Le début de la fin pour le bitcoin? Rien de moins sûr, même si les mises en garde de la Banque de France et de la banque centrale chinoise sur la monnaie virtuelle pourraient calmer les investisseurs.

«Monnaie casino», «monnaie du crime» ou «monnaie tulipe», en référence à l'une des premières bulles spéculatives de l'Histoire, survenue au XVIIe siècle en Hollande autour du commerce de ces fleurs, le bitcoin ne manquait déjà pas de détracteurs.

Mais la critique a pris une dimension plus sérieuse mercredi pour cette devise lancée en 2009 par un mystérieux groupe d'informaticiens du nom de Satoshi Nakamoto, avec des mises en garde des banques centrales chinoise et française.

Dénonçant le caractère «hautement spéculatif» du bitcoin, la Banque de France a souligné dans une note qu'il représentait un «risque financier certain», parce qu'il n'est adossé à aucune activité réelle et que son cours est très volatil.

«Les bitcoins ne sont pas émis par des autorités compétentes», ils «n'ont pas de cours légal» ni «le même statut légal que les monnaies fiduciaires» et «ce n'est en aucun cas une authentique devise», a  averti la Banque populaire de Chine (PBOC), faisant dévisser le cours.

Le Bitcoin, qui a flambé jusqu'à plus de 1200 dollars, est retombé après l'annonce chinoise sous les 900 dollars, avant de se stabiliser vers 10 h 30 autour de 1000 dollars.

Il avait dépassé la semaine dernière le seuil des 1000 dollars après avoir quintuplé sa valeur en un mois.

L'Internet bruisse d'histoires: un étudiant norvégien aurait investi 18 euros en bitcoins en 2009 et s'est retrouvé récemment avec une cagnotte de plus de 600 000 euros, de quoi s'acheter un appartement à Oslo.

Le phénomène inquiète les banques centrales traditionnelles, grandes maîtresses de la monnaie mais ici simples spectatrices.

On recense environ 11,8 millions de bitcoins, selon une étude de la Réserve fédérale américaine. La formule mathématique qui lui a donné naissance limite son nombre à 21 millions.

La monnaie virtuelle peut être échangée en ligne contre des devises officielles ou utilisée pour des achats, sans risque de manipulation par les banques centrales et sans frais bancaires, vantent ses partisans.
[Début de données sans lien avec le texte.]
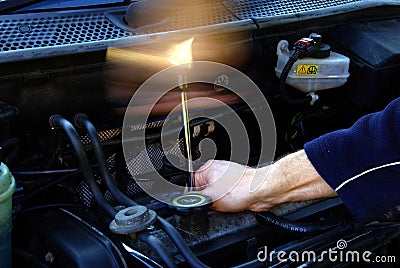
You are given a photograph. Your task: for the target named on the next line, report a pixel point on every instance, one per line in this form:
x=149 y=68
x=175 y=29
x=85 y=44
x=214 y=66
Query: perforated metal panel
x=54 y=33
x=44 y=30
x=262 y=9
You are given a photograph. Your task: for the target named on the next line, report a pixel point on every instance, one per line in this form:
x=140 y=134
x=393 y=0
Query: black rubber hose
x=159 y=247
x=180 y=244
x=57 y=121
x=282 y=81
x=82 y=121
x=296 y=227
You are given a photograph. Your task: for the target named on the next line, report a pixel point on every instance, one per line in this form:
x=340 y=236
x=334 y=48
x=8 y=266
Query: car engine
x=71 y=76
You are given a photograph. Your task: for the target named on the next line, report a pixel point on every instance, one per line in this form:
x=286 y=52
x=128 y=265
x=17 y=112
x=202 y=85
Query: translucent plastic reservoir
x=312 y=74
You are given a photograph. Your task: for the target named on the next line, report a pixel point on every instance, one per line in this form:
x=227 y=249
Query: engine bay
x=62 y=110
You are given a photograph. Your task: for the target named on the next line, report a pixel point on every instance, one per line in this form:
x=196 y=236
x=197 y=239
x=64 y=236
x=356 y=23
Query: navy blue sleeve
x=372 y=142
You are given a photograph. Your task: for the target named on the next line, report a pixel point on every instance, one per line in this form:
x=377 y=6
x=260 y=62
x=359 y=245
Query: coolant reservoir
x=313 y=74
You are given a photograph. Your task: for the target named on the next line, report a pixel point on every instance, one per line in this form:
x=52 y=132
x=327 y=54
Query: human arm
x=371 y=146
x=292 y=178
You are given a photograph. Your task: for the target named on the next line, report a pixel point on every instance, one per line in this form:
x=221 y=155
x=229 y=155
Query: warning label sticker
x=307 y=69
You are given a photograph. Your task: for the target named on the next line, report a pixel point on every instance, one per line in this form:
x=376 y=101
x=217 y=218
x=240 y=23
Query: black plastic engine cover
x=58 y=239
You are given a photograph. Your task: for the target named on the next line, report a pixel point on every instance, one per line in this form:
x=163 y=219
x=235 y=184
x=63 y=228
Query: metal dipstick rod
x=186 y=126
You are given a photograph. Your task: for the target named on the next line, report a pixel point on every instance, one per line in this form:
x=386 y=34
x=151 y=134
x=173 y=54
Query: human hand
x=293 y=178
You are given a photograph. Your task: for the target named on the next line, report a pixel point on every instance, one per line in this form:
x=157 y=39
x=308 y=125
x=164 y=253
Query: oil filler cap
x=192 y=203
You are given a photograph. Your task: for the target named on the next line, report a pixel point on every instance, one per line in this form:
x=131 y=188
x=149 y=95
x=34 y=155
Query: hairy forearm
x=292 y=178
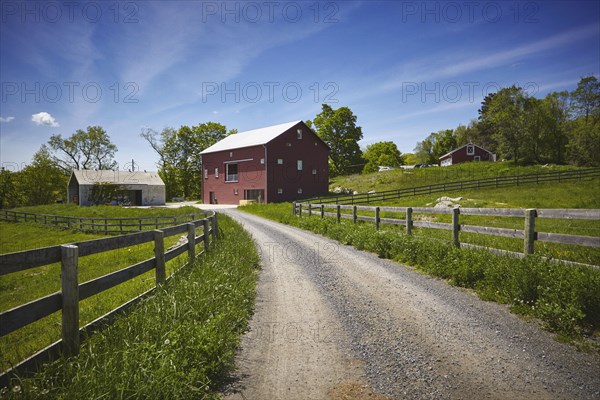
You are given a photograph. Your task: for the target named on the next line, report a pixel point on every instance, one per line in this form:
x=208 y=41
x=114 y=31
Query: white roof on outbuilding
x=462 y=147
x=254 y=137
x=90 y=177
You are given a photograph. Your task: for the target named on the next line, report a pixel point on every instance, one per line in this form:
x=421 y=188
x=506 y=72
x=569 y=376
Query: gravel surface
x=332 y=322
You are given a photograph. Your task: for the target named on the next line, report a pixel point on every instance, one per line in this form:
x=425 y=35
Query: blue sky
x=405 y=68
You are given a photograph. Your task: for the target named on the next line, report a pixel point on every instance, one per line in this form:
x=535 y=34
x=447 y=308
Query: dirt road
x=332 y=322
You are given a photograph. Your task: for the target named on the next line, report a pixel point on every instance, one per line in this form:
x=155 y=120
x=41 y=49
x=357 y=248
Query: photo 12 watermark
x=69 y=11
x=469 y=11
x=454 y=92
x=254 y=92
x=269 y=11
x=54 y=92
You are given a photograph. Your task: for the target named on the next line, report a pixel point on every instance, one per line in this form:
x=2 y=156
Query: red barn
x=277 y=163
x=468 y=152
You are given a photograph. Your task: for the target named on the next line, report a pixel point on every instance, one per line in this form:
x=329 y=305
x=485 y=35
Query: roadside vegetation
x=565 y=298
x=177 y=343
x=73 y=210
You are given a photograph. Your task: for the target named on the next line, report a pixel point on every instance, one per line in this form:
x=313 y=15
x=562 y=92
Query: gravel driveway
x=332 y=322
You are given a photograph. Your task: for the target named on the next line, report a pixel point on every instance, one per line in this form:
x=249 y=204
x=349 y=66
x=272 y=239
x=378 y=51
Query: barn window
x=231 y=174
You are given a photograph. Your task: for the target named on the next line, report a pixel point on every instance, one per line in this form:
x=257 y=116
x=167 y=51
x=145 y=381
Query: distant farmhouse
x=134 y=188
x=468 y=152
x=277 y=163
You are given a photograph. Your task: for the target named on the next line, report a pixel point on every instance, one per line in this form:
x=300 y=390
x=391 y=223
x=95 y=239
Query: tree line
x=563 y=127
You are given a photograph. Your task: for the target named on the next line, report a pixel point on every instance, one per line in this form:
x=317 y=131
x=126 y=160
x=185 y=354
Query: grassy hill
x=400 y=178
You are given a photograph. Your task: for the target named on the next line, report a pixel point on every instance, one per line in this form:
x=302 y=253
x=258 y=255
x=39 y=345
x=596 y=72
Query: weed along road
x=332 y=322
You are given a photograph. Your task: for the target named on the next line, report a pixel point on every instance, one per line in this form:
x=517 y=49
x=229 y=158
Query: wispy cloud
x=512 y=55
x=44 y=118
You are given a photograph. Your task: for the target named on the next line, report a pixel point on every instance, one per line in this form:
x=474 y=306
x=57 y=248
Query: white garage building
x=137 y=188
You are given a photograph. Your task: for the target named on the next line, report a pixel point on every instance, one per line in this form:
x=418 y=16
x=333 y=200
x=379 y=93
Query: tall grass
x=178 y=343
x=565 y=298
x=24 y=286
x=399 y=178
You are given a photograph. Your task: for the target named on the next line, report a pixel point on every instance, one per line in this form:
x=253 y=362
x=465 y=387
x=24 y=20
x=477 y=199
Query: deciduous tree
x=338 y=129
x=381 y=154
x=89 y=149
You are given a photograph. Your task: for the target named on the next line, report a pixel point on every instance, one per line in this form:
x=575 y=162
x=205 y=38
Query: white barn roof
x=462 y=147
x=254 y=137
x=90 y=177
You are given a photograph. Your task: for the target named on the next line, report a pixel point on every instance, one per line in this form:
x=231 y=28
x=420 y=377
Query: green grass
x=565 y=298
x=548 y=195
x=399 y=178
x=179 y=343
x=21 y=287
x=106 y=211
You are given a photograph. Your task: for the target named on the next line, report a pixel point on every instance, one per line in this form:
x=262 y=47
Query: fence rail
x=99 y=225
x=499 y=181
x=72 y=291
x=528 y=234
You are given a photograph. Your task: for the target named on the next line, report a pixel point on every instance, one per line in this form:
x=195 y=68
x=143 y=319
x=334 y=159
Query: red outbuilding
x=277 y=163
x=468 y=152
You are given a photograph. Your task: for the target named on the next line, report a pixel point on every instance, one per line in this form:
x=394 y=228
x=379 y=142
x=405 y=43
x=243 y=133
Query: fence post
x=159 y=256
x=191 y=241
x=215 y=226
x=70 y=299
x=455 y=226
x=205 y=227
x=528 y=245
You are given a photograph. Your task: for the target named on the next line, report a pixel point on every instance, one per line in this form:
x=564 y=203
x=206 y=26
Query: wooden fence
x=500 y=181
x=99 y=225
x=72 y=292
x=528 y=234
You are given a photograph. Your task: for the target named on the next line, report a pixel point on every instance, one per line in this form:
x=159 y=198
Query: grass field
x=567 y=299
x=400 y=178
x=178 y=343
x=19 y=288
x=549 y=195
x=106 y=211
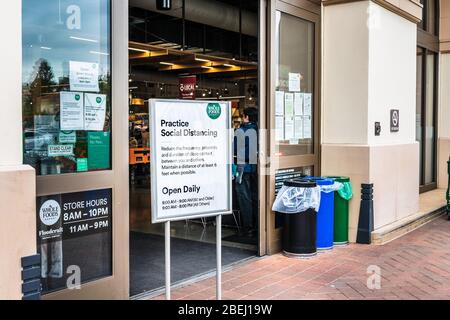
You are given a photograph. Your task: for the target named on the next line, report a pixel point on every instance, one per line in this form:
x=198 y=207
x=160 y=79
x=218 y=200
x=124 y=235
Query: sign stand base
x=167 y=256
x=219 y=257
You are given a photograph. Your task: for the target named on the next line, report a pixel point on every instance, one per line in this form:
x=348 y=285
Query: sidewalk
x=416 y=266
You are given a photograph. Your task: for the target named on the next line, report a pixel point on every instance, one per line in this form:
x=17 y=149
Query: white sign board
x=294 y=82
x=84 y=76
x=71 y=105
x=191 y=149
x=94 y=112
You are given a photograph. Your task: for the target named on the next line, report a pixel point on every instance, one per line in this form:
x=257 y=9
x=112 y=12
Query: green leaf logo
x=214 y=110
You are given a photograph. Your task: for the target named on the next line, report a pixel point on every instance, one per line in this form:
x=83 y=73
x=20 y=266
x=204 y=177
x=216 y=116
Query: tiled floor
x=415 y=266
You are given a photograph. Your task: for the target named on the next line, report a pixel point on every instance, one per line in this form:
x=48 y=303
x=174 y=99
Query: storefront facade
x=350 y=62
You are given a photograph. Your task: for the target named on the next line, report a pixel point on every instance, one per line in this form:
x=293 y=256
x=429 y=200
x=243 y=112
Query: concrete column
x=444 y=95
x=17 y=182
x=369 y=63
x=444 y=117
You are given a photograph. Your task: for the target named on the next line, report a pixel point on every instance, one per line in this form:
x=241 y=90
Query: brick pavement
x=415 y=266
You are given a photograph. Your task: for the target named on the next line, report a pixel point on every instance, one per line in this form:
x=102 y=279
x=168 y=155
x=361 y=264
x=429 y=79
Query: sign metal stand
x=218 y=257
x=206 y=120
x=167 y=258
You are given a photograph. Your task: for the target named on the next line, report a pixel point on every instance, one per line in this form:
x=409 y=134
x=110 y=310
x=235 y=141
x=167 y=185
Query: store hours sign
x=73 y=215
x=191 y=159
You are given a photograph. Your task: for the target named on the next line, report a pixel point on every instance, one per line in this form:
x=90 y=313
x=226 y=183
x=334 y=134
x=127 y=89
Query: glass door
x=75 y=136
x=294 y=100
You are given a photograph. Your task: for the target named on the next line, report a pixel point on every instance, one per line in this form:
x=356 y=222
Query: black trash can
x=299 y=228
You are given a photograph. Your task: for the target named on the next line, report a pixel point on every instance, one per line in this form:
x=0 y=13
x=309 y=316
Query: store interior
x=203 y=50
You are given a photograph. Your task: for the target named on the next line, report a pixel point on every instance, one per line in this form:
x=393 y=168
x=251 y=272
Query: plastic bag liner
x=346 y=191
x=327 y=185
x=297 y=197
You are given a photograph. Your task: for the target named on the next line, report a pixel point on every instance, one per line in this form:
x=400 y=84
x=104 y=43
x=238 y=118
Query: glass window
x=430 y=146
x=294 y=102
x=426 y=115
x=432 y=17
x=419 y=103
x=66 y=85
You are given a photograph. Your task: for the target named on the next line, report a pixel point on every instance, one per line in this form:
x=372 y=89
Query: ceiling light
x=83 y=39
x=99 y=53
x=139 y=50
x=203 y=60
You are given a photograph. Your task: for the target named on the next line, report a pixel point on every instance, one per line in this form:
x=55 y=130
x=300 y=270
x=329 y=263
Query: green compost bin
x=341 y=210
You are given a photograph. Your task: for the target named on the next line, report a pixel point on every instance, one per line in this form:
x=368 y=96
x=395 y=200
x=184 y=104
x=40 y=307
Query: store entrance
x=191 y=52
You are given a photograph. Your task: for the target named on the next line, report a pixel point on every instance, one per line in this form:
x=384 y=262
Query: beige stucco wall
x=17 y=226
x=17 y=182
x=369 y=68
x=445 y=25
x=444 y=120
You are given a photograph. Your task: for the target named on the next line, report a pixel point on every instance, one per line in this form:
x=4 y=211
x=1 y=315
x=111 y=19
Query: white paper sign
x=294 y=82
x=191 y=156
x=279 y=128
x=67 y=137
x=289 y=129
x=84 y=76
x=94 y=112
x=298 y=128
x=279 y=103
x=71 y=106
x=307 y=127
x=298 y=104
x=307 y=104
x=289 y=105
x=60 y=150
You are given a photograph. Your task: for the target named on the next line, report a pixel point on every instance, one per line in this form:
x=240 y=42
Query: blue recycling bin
x=325 y=216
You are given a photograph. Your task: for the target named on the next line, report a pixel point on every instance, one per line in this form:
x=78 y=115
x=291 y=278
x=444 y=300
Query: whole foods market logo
x=50 y=212
x=214 y=110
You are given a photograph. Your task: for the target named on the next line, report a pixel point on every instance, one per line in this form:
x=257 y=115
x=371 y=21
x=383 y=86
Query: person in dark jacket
x=246 y=159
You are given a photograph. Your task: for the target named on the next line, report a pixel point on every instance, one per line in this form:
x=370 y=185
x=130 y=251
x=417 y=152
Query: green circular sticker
x=214 y=110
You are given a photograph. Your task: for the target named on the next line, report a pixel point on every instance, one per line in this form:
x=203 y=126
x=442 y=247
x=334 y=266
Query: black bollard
x=448 y=190
x=164 y=5
x=365 y=223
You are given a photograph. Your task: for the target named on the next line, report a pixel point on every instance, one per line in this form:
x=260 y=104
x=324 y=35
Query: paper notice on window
x=294 y=82
x=289 y=105
x=298 y=104
x=67 y=137
x=84 y=76
x=60 y=150
x=94 y=112
x=71 y=111
x=307 y=104
x=279 y=103
x=307 y=127
x=279 y=128
x=298 y=130
x=289 y=129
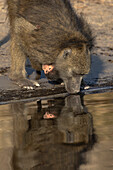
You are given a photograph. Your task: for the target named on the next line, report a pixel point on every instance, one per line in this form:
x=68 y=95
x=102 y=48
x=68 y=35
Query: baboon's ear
x=67 y=53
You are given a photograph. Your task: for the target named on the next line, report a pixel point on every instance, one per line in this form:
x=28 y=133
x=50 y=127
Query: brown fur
x=44 y=31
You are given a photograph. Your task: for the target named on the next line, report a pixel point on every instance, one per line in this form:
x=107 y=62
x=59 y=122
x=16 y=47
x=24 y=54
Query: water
x=71 y=133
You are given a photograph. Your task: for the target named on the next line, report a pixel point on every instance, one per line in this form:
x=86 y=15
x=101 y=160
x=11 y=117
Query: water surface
x=68 y=133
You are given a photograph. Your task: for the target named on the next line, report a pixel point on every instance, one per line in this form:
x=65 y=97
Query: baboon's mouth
x=47 y=68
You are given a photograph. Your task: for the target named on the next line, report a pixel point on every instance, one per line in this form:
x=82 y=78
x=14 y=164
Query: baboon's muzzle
x=72 y=84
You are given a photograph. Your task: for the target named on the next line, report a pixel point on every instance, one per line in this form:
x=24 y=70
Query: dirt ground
x=99 y=13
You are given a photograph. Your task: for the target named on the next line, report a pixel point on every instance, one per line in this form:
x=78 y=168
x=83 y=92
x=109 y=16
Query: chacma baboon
x=53 y=37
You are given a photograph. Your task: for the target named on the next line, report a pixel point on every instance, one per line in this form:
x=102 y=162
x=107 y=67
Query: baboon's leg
x=18 y=60
x=17 y=71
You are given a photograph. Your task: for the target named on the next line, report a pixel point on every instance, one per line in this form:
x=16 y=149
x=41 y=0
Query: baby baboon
x=53 y=37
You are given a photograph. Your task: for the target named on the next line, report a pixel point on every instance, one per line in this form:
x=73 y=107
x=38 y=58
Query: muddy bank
x=99 y=15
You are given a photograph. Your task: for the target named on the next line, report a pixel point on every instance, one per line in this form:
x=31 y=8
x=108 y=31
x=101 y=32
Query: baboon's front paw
x=27 y=84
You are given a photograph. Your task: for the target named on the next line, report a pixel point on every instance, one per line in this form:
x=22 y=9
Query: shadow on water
x=52 y=134
x=95 y=71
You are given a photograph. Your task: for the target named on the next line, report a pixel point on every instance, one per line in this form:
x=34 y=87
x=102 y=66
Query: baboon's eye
x=66 y=53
Ses détracteurs dénoncent son usage pour des activités criminelles.

Le danger du casse informatique

La Banque de France souligne qu'aucune autorité ne garantit la sécurité du stockage sur les ordinateurs ou serveurs, ni n'assure sa convertibilité dans une devise officielle.

Mercredi une société danoise spécialisée dans les paiements en bitcoins a reconnu qu'un braquage informatique l'avait dépouillée de 1295 bitcoins, plus d'un million de dollars au cours actuel.

Et récemment les clients chinois d'une plateforme électronique basée à Hong Kong ont perdu l'équivalent de 2,43 millions d'euros en bitcoins, lorsque la société a cessé sans préavis ses activités.

Le bitcoin est très prisé des investisseurs chinois, soumis à un arsenal de restrictions concernant leur propre devise, le yuan. Aussi la banque centrale chinoise a fini par donner de la voix jeudi.

Aux États-Unis, le président de la Réserve fédérale, Ben Bernanke, a estimé que les monnaies virtuelles «pouvaient aussi être prometteuses à long terme». Mais son prédécesseur Alan Greenspan s'est dit «incapable d'évaluer la valeur intrinsèque» du Bitcoin, et a dénoncé «une bulle».

De manière générale, les pays agissent en ordre dispersé: «En Allemagne, ils ont décidé de le légitimiser pour pouvoir le taxer et le bitcoin y est considéré comme une monnaie. En Thaïlande, il a été déclaré illégal», détaille pour l'AFP Joram Borenstein, spécialiste en criminalité financière de la société Nice Actimize.

Reste que face à l'appétit du monde financier, les avertissements ne pèsent pas lourd. Jeudi la Bank of America a officiellement lancé son évaluation du bitcoin, assurant être la première grande banque à le faire et soulignant son «fort potentiel de croissance». Son estimation reste toutefois prudente, puisque, selon elle, le bitcoin ne devrait pas dépasser 1300 dollars, un peu plus que son cours actuel, sous peine de perdre de vue sa «juste valeur».